Heusenstamm – Etwa zwölf Anwohner, darunter auch Geschäftsleute, nutzten die Gelegenheit, Wünsche und Kritik anzubringen. Indes fiel es allen Beteiligten schwer, konkrete Maßnahmen anzudenken. Zu groß scheint die Gemengelage in der Hauptader der Schlossstadt. „Ad hoc habe auch ich keine Lösung, wir beschäftigen uns aber planerisch intensiv mit der Frankfurter Straße“, betonte Ball. So konnte er ankündigen, dass die Stadt 160 000 Euro aus dem Förderprogramm „Zukunft Innenstadt“ beantragt hat. Zu Fragen wie der Aufenthaltsqualität und dem Straßenbild seien verschiedene Moderationsprozesse geplant. „Ein Großteil der Summe wird in die Planung fließen“, kündigte Ball an.
Momentan sei die Straße eher eine Art „Auto-Moloch“, stellte der Bürgermeister fest. „Und wir sind uns sicher alle einig, dass sie von ihrer Art her keine Fußgängerzone werden wird.“ Heusenstamm habe mittlerweile mehr Autos als Einwohner, notwendig sei aber immer der Blick auf alle Beteiligten.
Entsprechend entpuppten sich die Interessenskonflikte rund um die Frankfurter Straße in den Schilderungen der Anwohner. Da war die Rede von zunehmendem Müll, von unsicheren Fahrradfahrern, die auf den Gehweg ausweichen und von Autofahrern, die an der Post vorm Briefkasten halten und beim Einwerfen noch nicht einmal aussteigen. „Wir müssen hier mehrere Funktionen nebeneinander ermöglichen“, fasste der Bürgermeister zusammen. Da sei etwa der Einzelhandel, der Kunden und damit auch Parkplätze brauche, und ebenso gehe es um die Fußgänger. Dazu müsse die Verkehrswende mit neuen Formen der Mobilität wie E-Scootern, Lastenfahrrädern oder Rollern bedacht werden.
Indes wurde im Laufe des Gespräches die Situation auch als derzeit gesellschaftliches Problem ausgemacht. „Wir sind zu einer Gesellschaft der Egoisten geworden, in der keiner mehr auf den anderen Rücksicht nimmt“, schimpfte einer der Anwohner. Dabei könne jeder Einzelne bereits jetzt zu einer Veränderung beitragen, rief Ball zu bewusstem Handeln auf.

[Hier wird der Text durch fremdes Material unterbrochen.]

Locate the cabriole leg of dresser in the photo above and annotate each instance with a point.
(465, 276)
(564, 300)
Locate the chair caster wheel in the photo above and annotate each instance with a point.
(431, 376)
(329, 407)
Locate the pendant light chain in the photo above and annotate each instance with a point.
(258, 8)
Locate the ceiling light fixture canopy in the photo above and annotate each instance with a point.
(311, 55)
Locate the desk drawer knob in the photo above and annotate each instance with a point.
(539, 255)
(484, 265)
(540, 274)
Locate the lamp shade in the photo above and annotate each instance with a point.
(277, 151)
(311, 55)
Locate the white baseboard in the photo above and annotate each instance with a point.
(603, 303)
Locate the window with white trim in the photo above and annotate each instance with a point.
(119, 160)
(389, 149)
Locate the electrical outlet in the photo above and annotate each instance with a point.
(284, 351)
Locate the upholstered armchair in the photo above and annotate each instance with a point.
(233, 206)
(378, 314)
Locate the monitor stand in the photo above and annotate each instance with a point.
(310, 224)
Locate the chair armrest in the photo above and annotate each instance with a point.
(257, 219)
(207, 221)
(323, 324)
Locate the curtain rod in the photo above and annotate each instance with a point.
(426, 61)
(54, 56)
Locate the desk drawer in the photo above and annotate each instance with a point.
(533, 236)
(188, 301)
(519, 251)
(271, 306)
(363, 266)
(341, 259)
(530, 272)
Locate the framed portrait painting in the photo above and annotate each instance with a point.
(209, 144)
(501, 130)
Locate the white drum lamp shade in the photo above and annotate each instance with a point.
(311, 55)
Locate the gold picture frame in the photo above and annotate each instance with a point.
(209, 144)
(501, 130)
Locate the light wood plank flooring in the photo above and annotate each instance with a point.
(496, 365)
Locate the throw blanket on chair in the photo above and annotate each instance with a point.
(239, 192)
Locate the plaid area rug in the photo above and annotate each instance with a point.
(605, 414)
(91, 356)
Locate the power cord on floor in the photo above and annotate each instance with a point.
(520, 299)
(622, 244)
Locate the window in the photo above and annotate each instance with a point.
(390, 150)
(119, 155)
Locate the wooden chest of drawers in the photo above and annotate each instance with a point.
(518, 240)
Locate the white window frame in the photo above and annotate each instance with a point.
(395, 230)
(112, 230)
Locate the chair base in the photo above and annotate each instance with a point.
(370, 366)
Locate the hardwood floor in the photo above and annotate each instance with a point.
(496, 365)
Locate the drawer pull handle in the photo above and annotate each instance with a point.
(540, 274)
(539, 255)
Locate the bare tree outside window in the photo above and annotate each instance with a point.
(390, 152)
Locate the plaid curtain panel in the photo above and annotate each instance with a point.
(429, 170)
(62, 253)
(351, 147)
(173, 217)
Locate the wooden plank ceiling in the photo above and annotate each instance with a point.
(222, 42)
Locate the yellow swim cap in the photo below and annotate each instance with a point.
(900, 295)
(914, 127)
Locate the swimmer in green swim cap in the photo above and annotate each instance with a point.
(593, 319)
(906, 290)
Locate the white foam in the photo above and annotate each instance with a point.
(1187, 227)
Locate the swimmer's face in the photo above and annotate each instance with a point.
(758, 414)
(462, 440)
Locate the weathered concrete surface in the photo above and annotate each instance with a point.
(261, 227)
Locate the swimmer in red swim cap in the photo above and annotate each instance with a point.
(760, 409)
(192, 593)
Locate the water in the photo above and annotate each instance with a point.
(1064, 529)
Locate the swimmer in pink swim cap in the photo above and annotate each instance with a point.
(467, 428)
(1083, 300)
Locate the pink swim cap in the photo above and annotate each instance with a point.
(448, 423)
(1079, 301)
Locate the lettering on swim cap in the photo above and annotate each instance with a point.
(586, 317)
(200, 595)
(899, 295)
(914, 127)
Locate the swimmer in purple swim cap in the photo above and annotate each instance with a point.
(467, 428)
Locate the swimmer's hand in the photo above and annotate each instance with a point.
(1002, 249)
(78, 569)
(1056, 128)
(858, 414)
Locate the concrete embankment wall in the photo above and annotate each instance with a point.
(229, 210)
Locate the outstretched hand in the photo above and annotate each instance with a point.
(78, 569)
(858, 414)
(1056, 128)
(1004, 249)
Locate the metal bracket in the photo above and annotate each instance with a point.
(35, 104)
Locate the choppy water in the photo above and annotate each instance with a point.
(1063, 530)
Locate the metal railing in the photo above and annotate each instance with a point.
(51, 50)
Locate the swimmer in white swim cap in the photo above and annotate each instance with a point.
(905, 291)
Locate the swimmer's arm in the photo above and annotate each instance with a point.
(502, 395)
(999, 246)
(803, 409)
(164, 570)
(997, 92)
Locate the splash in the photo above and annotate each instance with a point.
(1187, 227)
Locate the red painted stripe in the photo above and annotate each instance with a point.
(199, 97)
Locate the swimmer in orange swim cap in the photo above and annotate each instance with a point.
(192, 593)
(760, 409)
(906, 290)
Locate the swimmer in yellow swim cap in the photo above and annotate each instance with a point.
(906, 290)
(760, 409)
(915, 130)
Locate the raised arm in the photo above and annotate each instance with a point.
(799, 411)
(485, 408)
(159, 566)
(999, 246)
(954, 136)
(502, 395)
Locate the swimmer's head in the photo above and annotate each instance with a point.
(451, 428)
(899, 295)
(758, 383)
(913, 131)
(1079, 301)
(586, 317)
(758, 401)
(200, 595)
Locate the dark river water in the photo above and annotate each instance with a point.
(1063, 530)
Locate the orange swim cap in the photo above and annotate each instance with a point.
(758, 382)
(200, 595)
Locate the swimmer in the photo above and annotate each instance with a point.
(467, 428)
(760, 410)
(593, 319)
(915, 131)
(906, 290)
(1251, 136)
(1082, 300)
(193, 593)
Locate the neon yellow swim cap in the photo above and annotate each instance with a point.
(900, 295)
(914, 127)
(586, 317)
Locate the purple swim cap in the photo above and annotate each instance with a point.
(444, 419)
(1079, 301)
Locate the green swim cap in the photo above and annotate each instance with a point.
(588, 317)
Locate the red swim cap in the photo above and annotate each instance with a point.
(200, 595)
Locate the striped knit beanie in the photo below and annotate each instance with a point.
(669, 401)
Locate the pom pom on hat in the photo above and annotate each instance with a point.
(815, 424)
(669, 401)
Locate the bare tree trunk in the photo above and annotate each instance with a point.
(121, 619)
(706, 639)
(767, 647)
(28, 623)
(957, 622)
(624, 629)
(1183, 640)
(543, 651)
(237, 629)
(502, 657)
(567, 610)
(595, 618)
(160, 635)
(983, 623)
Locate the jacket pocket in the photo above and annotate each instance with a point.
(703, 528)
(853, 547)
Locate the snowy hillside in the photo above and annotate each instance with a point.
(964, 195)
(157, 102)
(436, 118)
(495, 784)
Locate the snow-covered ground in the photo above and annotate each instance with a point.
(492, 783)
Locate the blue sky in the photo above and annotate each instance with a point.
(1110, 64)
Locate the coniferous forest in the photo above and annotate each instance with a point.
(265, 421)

Wer auf einen Wandel dränge, könne nicht immer nur den anderen im Blick haben. „Wir selbst müssen auch die Bereitschaft zur Veränderung haben.“ Etwa öfter vom Auto auf das Fahrrad umsteigen oder auch die großen Parkplätze nutzen und ein paar Schritte laufen. Das gelte ebenso für Händler oder Mitarbeiter, die Plätze für Kunden freilassen könnten.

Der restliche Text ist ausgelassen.